= Payne Whitney Psychiatric Clinic =

Hospital in New York City

The Payne Whitney Psychiatric Clinic (PWC) was a hospital on the Upper East Side of Manhattan, New York City, United States. It was founded by an endowment bestowed by Payne Whitney (March 20, 1876 - May 25, 1927) upon his death. Whitney was an American businessman and member of the Whitney family. An eight-story free-standing hospital was constructed, and was affiliated with Cornell University's medical school, now called Weill Cornell Medicine, and with New York Hospital, now New York–Presbyterian Hospital (NYP), before its opening.

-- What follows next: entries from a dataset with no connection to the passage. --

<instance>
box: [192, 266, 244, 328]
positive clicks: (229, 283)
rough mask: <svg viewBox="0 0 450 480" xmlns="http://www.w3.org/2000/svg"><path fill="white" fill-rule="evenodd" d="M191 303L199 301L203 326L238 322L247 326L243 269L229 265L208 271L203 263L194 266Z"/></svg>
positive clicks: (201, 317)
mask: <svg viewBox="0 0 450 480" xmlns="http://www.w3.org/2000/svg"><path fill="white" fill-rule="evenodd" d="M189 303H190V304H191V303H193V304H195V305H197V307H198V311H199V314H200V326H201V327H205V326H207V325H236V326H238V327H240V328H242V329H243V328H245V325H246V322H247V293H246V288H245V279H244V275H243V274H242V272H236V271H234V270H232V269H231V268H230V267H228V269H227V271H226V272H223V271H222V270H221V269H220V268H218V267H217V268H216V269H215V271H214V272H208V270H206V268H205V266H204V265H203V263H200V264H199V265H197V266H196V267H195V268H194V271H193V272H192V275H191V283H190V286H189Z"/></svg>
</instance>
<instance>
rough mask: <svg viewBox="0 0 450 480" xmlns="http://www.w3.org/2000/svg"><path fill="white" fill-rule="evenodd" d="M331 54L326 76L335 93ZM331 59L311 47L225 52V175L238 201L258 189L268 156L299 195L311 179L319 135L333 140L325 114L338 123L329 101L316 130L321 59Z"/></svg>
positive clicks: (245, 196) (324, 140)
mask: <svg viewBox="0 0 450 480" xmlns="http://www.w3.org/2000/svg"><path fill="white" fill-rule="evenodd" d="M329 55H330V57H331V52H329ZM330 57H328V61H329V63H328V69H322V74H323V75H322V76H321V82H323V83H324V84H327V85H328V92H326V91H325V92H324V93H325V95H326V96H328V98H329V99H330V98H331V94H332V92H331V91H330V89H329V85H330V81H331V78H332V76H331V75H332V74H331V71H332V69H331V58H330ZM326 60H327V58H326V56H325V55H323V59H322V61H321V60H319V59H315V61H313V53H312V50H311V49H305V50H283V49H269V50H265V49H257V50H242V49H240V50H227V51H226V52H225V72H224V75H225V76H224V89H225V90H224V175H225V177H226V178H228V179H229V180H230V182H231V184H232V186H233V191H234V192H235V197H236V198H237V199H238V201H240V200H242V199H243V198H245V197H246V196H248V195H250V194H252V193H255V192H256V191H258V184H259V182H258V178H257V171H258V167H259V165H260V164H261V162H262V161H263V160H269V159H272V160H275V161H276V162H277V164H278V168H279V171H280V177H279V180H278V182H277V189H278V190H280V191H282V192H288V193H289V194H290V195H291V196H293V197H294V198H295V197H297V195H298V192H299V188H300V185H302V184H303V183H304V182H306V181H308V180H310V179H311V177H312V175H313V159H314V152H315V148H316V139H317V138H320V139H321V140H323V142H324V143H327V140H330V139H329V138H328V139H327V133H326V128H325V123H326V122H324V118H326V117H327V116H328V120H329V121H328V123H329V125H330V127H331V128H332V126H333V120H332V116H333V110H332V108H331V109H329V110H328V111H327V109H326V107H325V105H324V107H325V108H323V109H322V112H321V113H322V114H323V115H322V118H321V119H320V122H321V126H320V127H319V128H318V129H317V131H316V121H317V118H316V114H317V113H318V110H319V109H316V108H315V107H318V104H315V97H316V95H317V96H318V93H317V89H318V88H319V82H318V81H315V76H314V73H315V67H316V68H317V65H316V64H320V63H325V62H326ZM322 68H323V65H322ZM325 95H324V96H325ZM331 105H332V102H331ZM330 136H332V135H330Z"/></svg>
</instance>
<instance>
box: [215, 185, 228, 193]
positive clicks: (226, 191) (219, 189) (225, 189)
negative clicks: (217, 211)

Payne Whitney was a large donor to the Hospital and Medical College, and it has been an issue of long speculation why he chose a psychiatric building to be his primary naming opportunity at New York-Cornell.

The Payne Whitney building itself was torn down in the early 1990s to make way for an expansion of the New York-Presbyterian Hospital over the FDR Drive. Since that time, all clinical and research services at the two primary Cornell psychiatric campuses—in Manhattan and in White Plains, New York—have been named after Payne Whitney. The clinic also has an outpatient and Continuing Day Treatment Program in an off-campus building at East 61st Street and York Avenue on the Upper East Side.

== Notable people ==
Payne Whitney Clinic and NYP / Weill Cornell have been home to some of the most notable psychiatrists in the country. Current psychiatrists and psychologists include Jack Barchas, Robert Michels, Otto F. Kernberg, James Kocsis, George Makari, Michael Posner, William Breitbart, and Theodore Shapiro.

Noted staff have included Arnold Cooper, Frederic Flach, Benjamin Spock, Gerald Klerman, Robert Millman, Louis Jolyon West, David Silbersweig, Harry Tiebout, Mary Jane Sherfey, Helen Singer Kaplan, Allen Frances, and Paul McHugh. Payne Whitney has also been the "voluntary faculty" home to Roy Schafer, Richard Isay, Michael Perelman, Gail Saltz, and Daniel Stern, and the recent home of such senior scholars as David A. Hamburg and Beatrix Hamburg.

== In media ==
The poet Robert Lowell wrote of his hospitalization at Payne Whitney, Marilyn Monroe was hospitalized there in early 1961, and Mary McCarthy based her book, The Group, on her inpatient experience. The poet James Schuyler wrote about his experiences there in the eleven-poem series "The Payne Whitney Poems" which appeared in the New York Review of Books, August 17, 1978, issue. In Woody Allen's 1979 film, Manhattan, a character named Caroline Payne Whitney Smith is featured in a comedy sketch, where she and her husband are considered "normal folks," except for the fact that she is a catatonic. Allen's 2003 film Anything Else also references Payne Whitney: The character he plays, David Dobel, claims to have spent time there. Lou Reed sings "Creedmoor treated me very good but Payne Whitney was even better" in his 1974 song "Kill Your Sons."